Deja vu, bro. Pretty vivid memories of removing your head from that nonexistent fucking neck of yours, so I’m just gonna assume you’re just too stupid to realize you’ve been dead for four years. I give you the world’s shortest haircut, you don’t stay down. Farthington snaps your arm like he’s trying to get a Slim Jim deal, you don’t stay down. Like a forty year old Burger King manager, you don’t know when the fuck to quit, and like a forty year old Burger King manager, it’s time for you to shut the fuck up, kneel before the King, and make him a fucking sandwich.
No tomatoes, dickhead.
Can’t imagine a better kickoff to the DeNucci Cup than to honor Rob Michaels with the Holyoke sacrifice of Chris Kostoff’s recently transplanted head on yet another silver platter. If you’ll spare me the formality of talking about what a big, impressive, scary goon you are, I think I’ve spent enough years keeping my dad’s mancrush complacent by sucking your dick good and proper. Sold you so many times that some day I’m gonna owe your dogs reparation money, so let’s just skip it this time and break down why I’m fucking BORED of you.
“I’m gonna hurt you, boy.”
Yeah, we know.
“Kostoff’s gonna kill youuuuu…”
Yeah, heard that one on VH1 a couple of days ago.
“Something something your Daddy something something manpleaser.”
Same old Kostoff.
You claim you have more money than God, but it’s clearly all in dollars cause you don’t have a lick of cents. I killed you with a shovel. With a shovel, Chris. With an actual shovel. You literally can’t bury a person harder than that– I’ve tried. But here you are popping the same old shit, and I realize you aren’t just groaning for brains because you’re a zombie, it’s because you’re actually the dumbest motherfucker in history. This isn’t a match with Lee Best. This isn’t Speshul Hulk versus a skinny wrestling promoter with no depth perception. You’re not fighting the guy with the talking squirrel who thinks he’s Jesus, you fucking quarter of a halfwit– things have changed.
I KILL PEOPLE NOW.
THAT’S A THING I DO.
I KILL PEOPLE.
I STARTED WITH YOU.
PEOPLE WERE SAD, PROBABLY.
Your dumbass might get up and shamble to the ring every time Pantera plays like a white trash Weekend at Bernie’s, but I’m the man who ended Max Kael. I’m the David that slew Murder Goliath at ICONIC. I’m the wrestler of the year, the champion of a lifetime, and the single greatest HOFC fighter of all motherfucking time. This match isn’t about you, dipshit. This match isn’t about whether or not I can beat the almighty Kostoff.
It’s about whether or not you can beat ME.
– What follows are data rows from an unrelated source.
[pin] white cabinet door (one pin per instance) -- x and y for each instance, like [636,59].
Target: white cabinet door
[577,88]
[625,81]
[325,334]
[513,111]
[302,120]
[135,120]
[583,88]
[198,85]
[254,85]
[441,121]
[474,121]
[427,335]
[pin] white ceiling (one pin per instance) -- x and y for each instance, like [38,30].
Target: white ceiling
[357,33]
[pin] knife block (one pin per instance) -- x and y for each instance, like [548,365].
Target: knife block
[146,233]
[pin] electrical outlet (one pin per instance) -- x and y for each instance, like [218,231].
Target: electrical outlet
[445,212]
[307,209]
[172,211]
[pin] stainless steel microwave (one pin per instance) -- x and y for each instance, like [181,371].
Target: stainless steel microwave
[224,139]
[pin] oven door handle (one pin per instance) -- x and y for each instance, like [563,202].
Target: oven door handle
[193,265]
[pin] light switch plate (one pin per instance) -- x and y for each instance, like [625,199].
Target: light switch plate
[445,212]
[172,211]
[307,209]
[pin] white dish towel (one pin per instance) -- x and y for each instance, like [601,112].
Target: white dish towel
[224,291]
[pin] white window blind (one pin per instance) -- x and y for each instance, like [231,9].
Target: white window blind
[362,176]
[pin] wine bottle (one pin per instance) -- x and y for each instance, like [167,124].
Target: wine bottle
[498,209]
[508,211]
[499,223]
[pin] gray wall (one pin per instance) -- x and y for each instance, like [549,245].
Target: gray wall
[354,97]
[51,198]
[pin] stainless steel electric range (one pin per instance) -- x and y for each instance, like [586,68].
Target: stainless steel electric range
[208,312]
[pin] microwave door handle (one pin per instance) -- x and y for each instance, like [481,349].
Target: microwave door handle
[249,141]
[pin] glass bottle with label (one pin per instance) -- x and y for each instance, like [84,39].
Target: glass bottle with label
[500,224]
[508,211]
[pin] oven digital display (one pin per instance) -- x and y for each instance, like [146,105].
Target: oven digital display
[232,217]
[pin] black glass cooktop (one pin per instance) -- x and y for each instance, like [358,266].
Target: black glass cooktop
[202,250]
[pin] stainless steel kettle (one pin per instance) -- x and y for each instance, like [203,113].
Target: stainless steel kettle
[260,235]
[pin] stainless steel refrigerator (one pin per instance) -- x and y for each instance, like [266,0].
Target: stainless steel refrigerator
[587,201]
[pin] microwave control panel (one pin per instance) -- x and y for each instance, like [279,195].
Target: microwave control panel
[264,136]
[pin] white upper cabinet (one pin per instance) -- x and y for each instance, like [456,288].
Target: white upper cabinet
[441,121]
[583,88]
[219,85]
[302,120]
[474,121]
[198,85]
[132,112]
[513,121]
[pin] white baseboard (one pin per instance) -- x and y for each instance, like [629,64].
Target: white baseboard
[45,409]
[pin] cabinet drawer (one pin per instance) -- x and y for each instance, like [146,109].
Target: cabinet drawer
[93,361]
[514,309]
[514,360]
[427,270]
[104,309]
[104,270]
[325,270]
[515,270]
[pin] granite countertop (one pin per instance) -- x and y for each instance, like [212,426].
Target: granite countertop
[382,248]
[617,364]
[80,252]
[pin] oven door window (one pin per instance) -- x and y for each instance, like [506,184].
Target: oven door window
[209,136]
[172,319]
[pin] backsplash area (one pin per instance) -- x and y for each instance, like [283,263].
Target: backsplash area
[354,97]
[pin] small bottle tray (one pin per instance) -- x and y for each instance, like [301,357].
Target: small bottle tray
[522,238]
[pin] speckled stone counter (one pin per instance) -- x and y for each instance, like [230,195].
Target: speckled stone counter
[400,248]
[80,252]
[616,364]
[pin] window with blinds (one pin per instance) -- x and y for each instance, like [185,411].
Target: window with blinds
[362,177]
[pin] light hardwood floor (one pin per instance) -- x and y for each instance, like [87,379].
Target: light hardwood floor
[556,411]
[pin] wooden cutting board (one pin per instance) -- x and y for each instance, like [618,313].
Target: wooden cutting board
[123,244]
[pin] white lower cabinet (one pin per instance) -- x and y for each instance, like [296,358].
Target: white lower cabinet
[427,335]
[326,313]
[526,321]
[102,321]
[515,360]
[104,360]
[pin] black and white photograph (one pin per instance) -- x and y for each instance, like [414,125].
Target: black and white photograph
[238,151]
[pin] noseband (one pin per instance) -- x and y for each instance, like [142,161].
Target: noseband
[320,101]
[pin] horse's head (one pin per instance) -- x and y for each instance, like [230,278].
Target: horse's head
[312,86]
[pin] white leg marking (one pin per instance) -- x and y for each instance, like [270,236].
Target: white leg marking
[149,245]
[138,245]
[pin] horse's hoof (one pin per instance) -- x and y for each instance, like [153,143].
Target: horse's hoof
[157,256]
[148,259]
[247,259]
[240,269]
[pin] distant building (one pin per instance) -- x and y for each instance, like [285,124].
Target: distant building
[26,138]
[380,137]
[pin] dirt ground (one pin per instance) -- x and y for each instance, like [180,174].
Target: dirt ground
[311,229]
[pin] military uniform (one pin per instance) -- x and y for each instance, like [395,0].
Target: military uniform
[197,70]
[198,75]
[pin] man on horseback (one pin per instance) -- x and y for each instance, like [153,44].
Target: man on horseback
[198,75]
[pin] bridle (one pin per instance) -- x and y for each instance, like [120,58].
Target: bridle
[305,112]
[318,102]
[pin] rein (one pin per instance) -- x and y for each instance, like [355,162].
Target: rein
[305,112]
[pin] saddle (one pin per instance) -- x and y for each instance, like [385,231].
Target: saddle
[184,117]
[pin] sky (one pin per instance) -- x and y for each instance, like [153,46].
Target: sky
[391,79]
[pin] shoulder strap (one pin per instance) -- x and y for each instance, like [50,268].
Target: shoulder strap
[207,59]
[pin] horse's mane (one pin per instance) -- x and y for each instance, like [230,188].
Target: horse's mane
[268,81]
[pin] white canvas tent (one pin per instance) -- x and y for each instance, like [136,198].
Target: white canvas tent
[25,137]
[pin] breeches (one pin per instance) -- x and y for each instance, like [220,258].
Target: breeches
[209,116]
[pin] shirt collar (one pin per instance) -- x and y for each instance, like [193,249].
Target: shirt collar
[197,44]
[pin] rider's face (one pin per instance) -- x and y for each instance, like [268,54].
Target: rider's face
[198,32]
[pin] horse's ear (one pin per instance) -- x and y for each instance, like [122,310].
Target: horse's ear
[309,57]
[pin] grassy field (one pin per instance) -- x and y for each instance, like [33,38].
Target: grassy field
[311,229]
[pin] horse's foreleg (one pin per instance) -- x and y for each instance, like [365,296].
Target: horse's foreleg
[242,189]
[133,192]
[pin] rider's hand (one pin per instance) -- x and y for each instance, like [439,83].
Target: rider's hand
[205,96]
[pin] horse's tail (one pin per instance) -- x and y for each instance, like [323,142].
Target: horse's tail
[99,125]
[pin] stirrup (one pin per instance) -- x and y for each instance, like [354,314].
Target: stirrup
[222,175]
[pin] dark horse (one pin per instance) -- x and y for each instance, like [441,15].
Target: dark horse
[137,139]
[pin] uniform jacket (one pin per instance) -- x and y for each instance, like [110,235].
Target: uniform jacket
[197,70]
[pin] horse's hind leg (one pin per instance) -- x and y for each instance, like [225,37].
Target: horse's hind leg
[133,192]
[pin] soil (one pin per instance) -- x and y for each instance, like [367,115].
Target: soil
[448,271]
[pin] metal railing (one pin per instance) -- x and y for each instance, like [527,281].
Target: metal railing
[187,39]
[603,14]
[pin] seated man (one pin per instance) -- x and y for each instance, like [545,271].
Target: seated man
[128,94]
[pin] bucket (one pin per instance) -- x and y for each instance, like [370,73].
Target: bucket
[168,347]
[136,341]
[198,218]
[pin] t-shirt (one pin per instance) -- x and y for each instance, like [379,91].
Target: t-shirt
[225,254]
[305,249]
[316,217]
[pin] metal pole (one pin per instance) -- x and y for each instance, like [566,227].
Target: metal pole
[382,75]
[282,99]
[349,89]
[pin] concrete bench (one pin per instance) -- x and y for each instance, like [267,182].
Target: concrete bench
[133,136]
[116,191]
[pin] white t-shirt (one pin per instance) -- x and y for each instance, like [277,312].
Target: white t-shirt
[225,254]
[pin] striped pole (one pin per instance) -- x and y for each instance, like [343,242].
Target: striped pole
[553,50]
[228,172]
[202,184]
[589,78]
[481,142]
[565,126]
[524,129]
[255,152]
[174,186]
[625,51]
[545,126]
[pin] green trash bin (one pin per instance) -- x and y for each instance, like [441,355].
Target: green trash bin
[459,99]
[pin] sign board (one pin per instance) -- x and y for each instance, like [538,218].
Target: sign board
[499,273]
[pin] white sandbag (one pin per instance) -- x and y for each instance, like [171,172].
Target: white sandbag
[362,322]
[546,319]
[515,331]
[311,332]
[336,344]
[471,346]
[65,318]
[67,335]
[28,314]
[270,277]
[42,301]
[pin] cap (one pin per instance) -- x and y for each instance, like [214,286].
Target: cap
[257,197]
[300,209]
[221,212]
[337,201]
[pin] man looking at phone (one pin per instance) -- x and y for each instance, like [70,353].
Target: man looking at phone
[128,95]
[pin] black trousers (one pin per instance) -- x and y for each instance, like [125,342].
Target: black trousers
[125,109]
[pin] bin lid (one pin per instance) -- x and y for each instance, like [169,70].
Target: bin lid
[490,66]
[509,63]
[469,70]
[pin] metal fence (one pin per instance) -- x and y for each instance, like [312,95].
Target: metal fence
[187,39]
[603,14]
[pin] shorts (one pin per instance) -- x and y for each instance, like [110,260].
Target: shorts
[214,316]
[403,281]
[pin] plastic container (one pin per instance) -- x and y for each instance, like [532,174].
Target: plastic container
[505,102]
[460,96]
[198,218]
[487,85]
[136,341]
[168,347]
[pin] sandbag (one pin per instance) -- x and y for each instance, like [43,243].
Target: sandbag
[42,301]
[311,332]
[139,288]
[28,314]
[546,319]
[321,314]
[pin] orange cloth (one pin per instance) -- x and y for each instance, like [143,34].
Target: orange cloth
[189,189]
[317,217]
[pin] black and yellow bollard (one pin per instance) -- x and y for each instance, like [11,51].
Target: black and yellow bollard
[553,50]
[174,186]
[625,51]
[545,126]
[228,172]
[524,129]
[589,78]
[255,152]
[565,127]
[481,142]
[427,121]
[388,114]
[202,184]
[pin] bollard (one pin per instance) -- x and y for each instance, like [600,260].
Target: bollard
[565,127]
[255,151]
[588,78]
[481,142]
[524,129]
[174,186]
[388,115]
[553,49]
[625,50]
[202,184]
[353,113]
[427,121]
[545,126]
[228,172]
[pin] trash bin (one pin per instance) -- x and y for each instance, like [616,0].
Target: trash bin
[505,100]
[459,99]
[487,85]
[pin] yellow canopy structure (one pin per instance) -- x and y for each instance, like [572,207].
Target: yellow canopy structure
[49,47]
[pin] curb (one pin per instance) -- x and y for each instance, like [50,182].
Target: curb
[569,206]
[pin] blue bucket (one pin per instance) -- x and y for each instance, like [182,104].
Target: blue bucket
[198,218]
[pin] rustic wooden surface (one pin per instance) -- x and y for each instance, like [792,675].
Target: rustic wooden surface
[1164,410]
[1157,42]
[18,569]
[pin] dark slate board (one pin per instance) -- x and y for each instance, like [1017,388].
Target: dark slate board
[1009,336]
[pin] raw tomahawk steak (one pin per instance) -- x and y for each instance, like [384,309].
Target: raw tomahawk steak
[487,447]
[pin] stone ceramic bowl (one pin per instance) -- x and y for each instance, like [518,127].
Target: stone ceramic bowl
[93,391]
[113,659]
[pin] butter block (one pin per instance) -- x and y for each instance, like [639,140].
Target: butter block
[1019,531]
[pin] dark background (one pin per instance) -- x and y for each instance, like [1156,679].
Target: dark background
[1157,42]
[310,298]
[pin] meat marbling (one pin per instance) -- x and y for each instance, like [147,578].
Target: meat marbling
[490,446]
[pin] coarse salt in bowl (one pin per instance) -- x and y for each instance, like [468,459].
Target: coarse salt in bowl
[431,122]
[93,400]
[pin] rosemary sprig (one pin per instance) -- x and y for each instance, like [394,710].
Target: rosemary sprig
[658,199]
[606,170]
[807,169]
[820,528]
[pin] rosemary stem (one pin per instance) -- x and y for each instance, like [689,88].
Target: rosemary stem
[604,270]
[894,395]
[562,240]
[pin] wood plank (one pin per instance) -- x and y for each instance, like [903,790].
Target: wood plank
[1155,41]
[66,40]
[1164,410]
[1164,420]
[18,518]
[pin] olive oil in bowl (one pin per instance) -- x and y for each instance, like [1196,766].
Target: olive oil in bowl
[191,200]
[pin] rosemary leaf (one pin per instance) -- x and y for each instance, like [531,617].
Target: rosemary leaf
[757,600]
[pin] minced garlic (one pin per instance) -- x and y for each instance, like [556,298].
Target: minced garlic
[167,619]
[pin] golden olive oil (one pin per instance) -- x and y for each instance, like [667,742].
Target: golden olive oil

This is your mountain to climb now, bud. The ghosts that wander these halls howling “I’m gonna hurt you boy” don’t scare me, no matter how hard they rattle those chains. I am the monster under HOW’s bed. I am the fucking boogeyman around here, and I don’t care if you’re doing this for fun, for profit, or to get a new kidney for little Billy who ain’t gonna make it to Christmas without it. Keep calling me Baby Best, too– that’s what Mrs. Kostoff calls me when I’m hanging off her big fake tits with a bottle of Hershey’s syrup in one hand and a half dozen Plan B in the other.
You big, dumb fucking troll.
You goony Great Value Sons of Anarchy tattoo having goblin. You racist-dog having confederate flag of a human that we only keep around because he’s part of our heritage. I’m gonna dropkick your dick to the moon and then put a flag in your ass claiming you as my personal property. I’m going to KNEE! you so hard that you can’t come back to HOW until you bring me a shrubbery. I’m gonna kickfuck you all the way down to the Sprint store, because when I permanently retire you from wrestling you’re gonna need something to do with your free nights and weekends.
Now go ahead and string enough syllables together to tell me you’re gonna grind my bones to make your bread and Fee Fi Go Fuck Yourself so that these people can listen to me speak again. I’m not even gonna kill you with my A+ material, homie.
I’m just gonna drown you at C level.